I am so nervous that I will make a fool of myself; all I can do is stand still. It seems Neal reads my mind because he says:

"Don't worry, I checked to make sure nobody was around."

Aukward silence filled the air. Something was gleaming in Neal's eyes but i couldn't tell what.

"Good, I-I I don't know about this." I finally start to say. "You know we shouldn't even be he-"

I was cut off by the luscious lips from his beautiful face. At first, I stumble backwards, but then found myself kissing him back. All I could think about was how amazing he was, and how I could never turn back. I then realized I did something I will regret. I fell in love.

We are now sitting on the sandy beaches talking about random things like school and such.

"So, your star play soccer?" Neal asks me.

"Yea, I wouldn't say I'm that good, but I try." I reply. I felt like I could tell him anything. The sudden akwardness of earlier was melting away from every look at him.

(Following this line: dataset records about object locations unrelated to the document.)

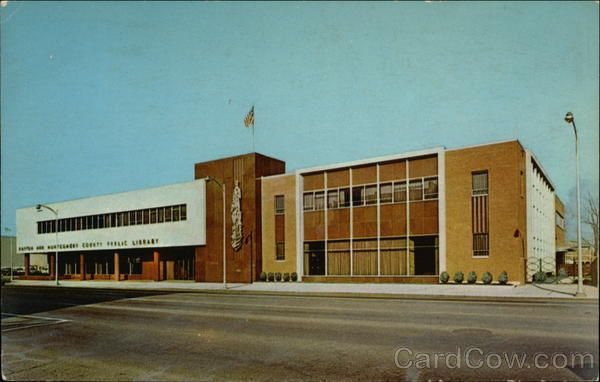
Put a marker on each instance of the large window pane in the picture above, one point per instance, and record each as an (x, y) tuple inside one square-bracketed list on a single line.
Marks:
[(332, 199), (309, 201), (344, 197), (430, 188), (358, 196), (371, 194), (416, 189), (385, 193), (319, 200)]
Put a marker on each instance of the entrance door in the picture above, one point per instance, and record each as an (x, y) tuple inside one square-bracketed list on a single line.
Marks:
[(316, 258)]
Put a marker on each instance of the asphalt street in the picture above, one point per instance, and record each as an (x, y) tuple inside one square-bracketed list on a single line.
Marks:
[(95, 334)]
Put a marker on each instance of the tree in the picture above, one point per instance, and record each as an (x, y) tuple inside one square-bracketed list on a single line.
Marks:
[(591, 219)]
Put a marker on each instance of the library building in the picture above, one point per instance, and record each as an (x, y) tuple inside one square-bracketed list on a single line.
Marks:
[(397, 218)]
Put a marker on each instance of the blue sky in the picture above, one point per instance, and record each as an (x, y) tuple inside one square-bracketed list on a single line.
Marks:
[(104, 97)]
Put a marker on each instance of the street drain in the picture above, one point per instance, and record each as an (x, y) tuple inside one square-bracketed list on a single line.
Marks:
[(472, 332)]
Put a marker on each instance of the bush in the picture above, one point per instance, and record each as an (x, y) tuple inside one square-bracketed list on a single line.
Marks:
[(472, 277), (487, 278), (444, 277), (503, 278), (562, 274), (539, 277), (459, 277)]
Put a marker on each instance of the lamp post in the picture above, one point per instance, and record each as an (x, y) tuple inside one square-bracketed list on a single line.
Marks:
[(7, 230), (569, 118), (55, 212), (222, 186)]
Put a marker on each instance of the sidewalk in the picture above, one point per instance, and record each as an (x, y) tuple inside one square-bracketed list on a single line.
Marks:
[(415, 291)]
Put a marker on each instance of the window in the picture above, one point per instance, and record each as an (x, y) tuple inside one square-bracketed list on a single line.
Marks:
[(175, 214), (132, 218), (358, 196), (399, 192), (559, 220), (280, 251), (385, 193), (344, 197), (481, 245), (279, 204), (480, 183), (430, 188), (332, 199), (309, 201), (415, 188), (371, 194), (319, 200), (480, 214)]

"Have you ever had a boyfriend?" Neal abruptly asks.

"What? I- well, no. Of course I wouldn't. It's dumb, we get paired and that's all." I say firmly.

"Oh well, I thought you were different." Neal says.

"I am. I just,..." I say a little too harshly. I see I have hurt him. I turn to him, look him in the eye, and kiss him, once again. I didn't even mean too. Now, I've gotten even deeper into the mess than I had planned.